China automaker Brilliance halts Europe exports, executives say
Thu, 29 Apr 2010
Brilliance China Automotive Holdings Ltd., BMW AG's partner in China, has halted its car exports to Europe after its BS4 and BS6 sedan met with a cool reception, and there is no timetable for a resumption, senior executives said on Thursday.
The head of Brilliance's former importer for Europe, Hans-Ulrich Sachs, told Automotive News Europe in March that another reason the automaker struggled is because it refused to lower the starting prices on the BS6 and BS4.
"They didn't want to lose any money per car," said Sachs, the former boss of the now dissolved import company HSO Motors Europe. "We told them that this is the entry fee you have to pay to get established in Europe. They told us that we should make the investment to cover the shortfall; that we would have to subsidize the brand."
Sachs refused.
Brilliance is one of the few Chinese automakers that has managed to squeeze into the highly competitive European market, dominated by Volkswagen AG, PSA/Peugeot-Citroen SA and Fiat S.p.A.
In 2006, it secured a deal with Sachs, a former Volkswagen AG executive who also helped launch Hyundai in Germany, to ship 158,000 sedans to Europe over a five-year period, the largest auto order ever for a Chinese manufacturer from the developed world.
Weak sales
The total sales tally of the two Brilliance models from 2007 to 2009 was 502 units, according to UK-based market researcher JATO Dynamics.
Brilliance sold just 46 BS6s in 2009 and 181 BS4s, JATO's data shows. Sales of the BS6 never recovered from poor crash test results in 2007.
Brilliance had at one point contemplated adding a BS4 wagon to its lineup, but the plan has now been postponed indefinitely, two company executives told Reuters.
"We have stopped exports to Europe. For now, we have no timetable for resuming the business," said one of the executives with direct knowledge of the matter, blaming the poor reception for the sedans in part on the difficulty of keeping up with changing European regulations.
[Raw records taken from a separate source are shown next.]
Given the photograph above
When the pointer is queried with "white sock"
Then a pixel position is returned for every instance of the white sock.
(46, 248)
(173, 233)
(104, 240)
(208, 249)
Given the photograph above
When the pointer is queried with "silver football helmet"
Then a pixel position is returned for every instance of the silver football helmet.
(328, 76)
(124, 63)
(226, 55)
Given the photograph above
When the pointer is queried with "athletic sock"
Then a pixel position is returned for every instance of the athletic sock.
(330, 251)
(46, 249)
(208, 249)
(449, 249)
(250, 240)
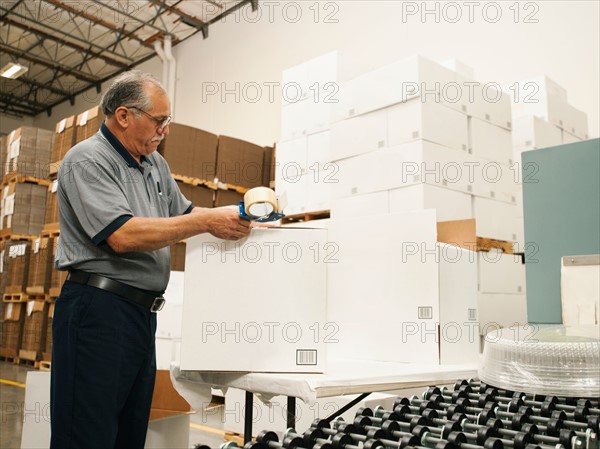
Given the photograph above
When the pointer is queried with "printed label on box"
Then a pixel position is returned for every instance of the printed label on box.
(15, 148)
(17, 250)
(83, 120)
(9, 205)
(306, 357)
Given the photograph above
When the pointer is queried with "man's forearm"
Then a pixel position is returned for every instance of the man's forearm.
(148, 234)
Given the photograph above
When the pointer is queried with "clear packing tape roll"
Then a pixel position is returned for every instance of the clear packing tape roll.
(262, 205)
(544, 359)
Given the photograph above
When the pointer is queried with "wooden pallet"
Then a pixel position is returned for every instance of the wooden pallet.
(234, 437)
(37, 292)
(6, 234)
(307, 216)
(53, 170)
(26, 355)
(27, 362)
(45, 365)
(9, 359)
(487, 244)
(15, 297)
(51, 230)
(23, 178)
Both executives said the company would look to start sales again in Europe with products that could meet new EU emissions standards sometime in the future.
"The BS4 and BS6 were made with Euro 4 specifications in mind. When we resume the exports we will come up with cars and meet the Euro 5 standards," said the second executive.
Sachs told ANE that last autumn he found out through contacts in China that Brilliance had stopped the engineering work needed to get its cars ready to meet European safety and emission standards.
"We asked some of the BMW guys working together with Brilliance in China and that is how we got the information that Brilliance stopped everything," Sachs said.
About the same time Sachs' relationship with Brilliance was falling apart, BMW announced that the partners would split the cost of a $740 million (560 million euros) new plant in China. The partners' second factory is due to start production in 2012. BMW last week announced it plans to sell 120,000 BMW, Mini and Rolls-Royce brand vehicles in China this year, up 20 percent from its earlier target. BMW Group sold 90,500 cars and SUVs in China last year.
Booming China market
China, which overtook the United States as the world's biggest auto market in 2009, has become a safe haven for General Motors Co. and other producers battered by a steep industry downturn.
Chinese automakers, from state auto group SAIC Motor Corp. to Warren Buffet-backed BYD Auto Co. are also working harder than ever to raise their domestic profiles to compete with rivals such as Volkswagen, Toyota Motor Corp. and Honda Motor Co.
Rather than rushing into unfamiliar markets when economic uncertainties and rising protectionism have raised the bar for new entrants, Chinese automakers should focus more on their home turf, industry executives and observers said.
"At a time like this, the best strategy for a Chinese national brand is to step up its presence in China while while maintaining a foothold overseas," said Huang Zherui, an analyst with CSM Worldwide, a global industry consultancy.
Brilliance, parent of Brilliance China Automotive Holdings, is China's ninth-largest automaker with a 2.6 percent market share, compared with domestic leader SAIC's 19.8 percent, according to official data.
Brilliance sold 348,300 vehicles in 2009, up 22 percent from a year earlier, lagging a 46 percent gain in the overall market.